In many of the unpublished mss I'm privileged to read, the first act isn't very strong. The ideas are there, the conflict is there, but there's just not enough of it. I don't like to hand out formulas or recipes for writing, but I do think that writers should have tools they can use (and no, I'm not prepared to distinguish between "formulas" and "tools" today), so I offer up these thoughts.
1. Your first act should end with the literary equivalent of a train wreck. What I mean by that is that you should be moving constantly toward a collision of conflicting needs and desires that results in the protagonist having to make a major life decision and consequently
act upon that decision.
2. Your protagonist should have a clearly-defined goal. Often this is a wrong-headed goal based on a misunderstanding the protagonist has about the world. The train wreck at the end of the first act will leave the protagonist with a better picture of reality and possibly a new or modified goal to which he must direct his life and
actions.
3. Your antagonist should have a clearly-defined goal. This isn't necessarily something Evil, but it has to set your antagonist and your protagonist on intersecting paths that will result in the above-mentioned train wreck. Generally, the train wreck leaves your antagonist stronger, and his goals won't change at all; he'll just keep moving in the direction of his goals and
continue acting upon his desires and needs.
4. Your support characters should have clearly-defined goals. These are usually goals that are supported by or aligned loosely with the protagonist or the antagonist. Know which is which. Your protagonist could be allied with people who are actually working against his goals, even if not deliberately or with Evil Intent. Their lives will also be affected by the train wreck in some way. Some of them will change their goals, others won't, but all of them will
continue to act to achieve their goals.
5. The story must MOVE toward the train wreck, and things have to REMAIN IN ACTION. Think of your first act as the opening of a game of chess, where each side is closing in on the other, and pieces are constantly being moved forward, some pieces captured and removed from the game as it progresses. Often the protagonist won't even know that there is another player opposite him, killing his pawns and planning to put his king in checkmate.

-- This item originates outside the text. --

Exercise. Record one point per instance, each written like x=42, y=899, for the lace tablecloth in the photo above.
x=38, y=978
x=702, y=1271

The point is, the characters are all
active and
constantly moving forward.
You are, in a traditional first act of a traditional three-act structure, moving toward a point where all of these conflicting courses crash into each other with a big bang, from which the rest of the story will spin away toward the climax.
Your job is therefore to:
Keep your characters moving toward goals
Let your readers know what these goals are
Let your readers see what the conflicts are
Let your readers know what is at stake for each character
Let your reader see the train wreck coming before your protagonist sees it
Make sure all the motivations are plausible and clear
I do find myself thinking in terms of either a train wreck between locomotives racing toward each other on the same track, or a street intersection with two or more cars all speeding to a messy crash. Don't get me wrong; the pace of the story does not have to be breakneck. But you do need to set forces in opposition and have them collide.
The most effective way to do this is not, surprisingly, through plot but through character. What
happens to people is not nearly as interesting as what people are
trying to do. This is a very important distinction. Don't let your plot
push the protagonist; have the plot result from the
protagonist pushing against life. Agents, editors and, yes, readers generally aren't interested in characters who are reactive, who get pushed around by life. You might think that this sort of victimhood will make your characters sympathetic, and you may be right, but you will probably be wrong if you think that will make them compelling to readers. So think of the train wreck you'll be creating as a
collision of characters and goals, not as the meeting up of plot strands, okay?
Sorry about all the italics. I got
carried away.
Note: I am currently on vacation, so I won't be able to reply to any comments on this post. Hopefully Michelle and Davin can pick up the slack for me. Apologies all around.
Also: someone needs to remind me at some point that I want to write about beginnings of stories, Chekhov's gun and how the two can work together to give a writer story options.